К чести пиратов надо сказать, что они спустились с грот-мачты и поспешили к своей госпоже, оцепеневшей над бортом с поднятой для шага ногой, почти так же быстро, как две минуты назад забрались туда, оставив Иду под защитой отважной болонки. Теперь собачка находилась в глубоком обмороке.

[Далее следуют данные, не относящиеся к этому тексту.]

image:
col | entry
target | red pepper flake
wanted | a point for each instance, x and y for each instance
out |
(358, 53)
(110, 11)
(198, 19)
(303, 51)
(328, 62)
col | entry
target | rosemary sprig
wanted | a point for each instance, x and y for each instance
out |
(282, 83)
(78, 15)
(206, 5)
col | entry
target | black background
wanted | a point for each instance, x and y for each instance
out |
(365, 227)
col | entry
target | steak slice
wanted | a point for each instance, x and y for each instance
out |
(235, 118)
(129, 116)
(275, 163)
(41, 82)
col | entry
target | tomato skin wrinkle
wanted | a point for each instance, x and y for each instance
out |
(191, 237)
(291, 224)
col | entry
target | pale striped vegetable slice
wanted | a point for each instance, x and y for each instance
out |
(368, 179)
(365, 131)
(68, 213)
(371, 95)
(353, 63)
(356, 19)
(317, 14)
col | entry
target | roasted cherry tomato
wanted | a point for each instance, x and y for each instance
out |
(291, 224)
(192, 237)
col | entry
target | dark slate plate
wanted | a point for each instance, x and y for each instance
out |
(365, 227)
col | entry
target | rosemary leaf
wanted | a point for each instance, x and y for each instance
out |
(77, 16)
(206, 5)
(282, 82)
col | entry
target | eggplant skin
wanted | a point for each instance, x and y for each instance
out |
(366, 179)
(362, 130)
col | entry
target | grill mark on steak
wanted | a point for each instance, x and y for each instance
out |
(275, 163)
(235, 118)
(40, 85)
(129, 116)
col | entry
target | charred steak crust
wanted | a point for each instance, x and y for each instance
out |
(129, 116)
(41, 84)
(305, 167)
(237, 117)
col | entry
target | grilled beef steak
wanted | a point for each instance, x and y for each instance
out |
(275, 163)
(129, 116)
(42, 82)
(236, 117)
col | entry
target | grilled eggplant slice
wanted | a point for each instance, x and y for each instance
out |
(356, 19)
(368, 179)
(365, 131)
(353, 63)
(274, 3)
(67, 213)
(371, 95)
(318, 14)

Крысы, переполнившие шлюпку, едва не потопили ее, а Каркас, резко оборвав свой надсадный крик, широко улыбнулся, сел за весла и принялся грести к берегу. Со стороны шлюпка напоминала плывущего медведя, так густо она была покрыта грызунами. Никто не отважился вернуть безумного. Шлюпка удалялась под эскортом плывущих своим ходом зверьков. Наконец флагман и вся эскадра благополучно достигли отмели, но уже трудно было разглядеть, что с ними стало дальше.
Происшествие исчерпало себя, и Клэр могла вслед за болонкой рухнуть в обморок на руки Педро, имевшего на все случаи жизни поговорку: «Хватит, братцы, не по мне быть затычкою в стене», но оставшегося при том услужливым и ласковым хлопцем.
На палубу брякнулся маленький сундучок, выпавший из Идочкиных ослабевших рук; и не сказать ли теперь, какое имущество столь ревностно ценилось зарянами, что только сама атаманша и не иначе как в глубоком беспамятстве выпустила из рук. О, там хранилась горькая реликвия! — бренные останки подпоручика конно-артиллерийского полка — золоченый эполет и пара прекрасных перламутровых пуговиц. Все это предназначалось для торжественного погребения на суше, в красном коралловом песке.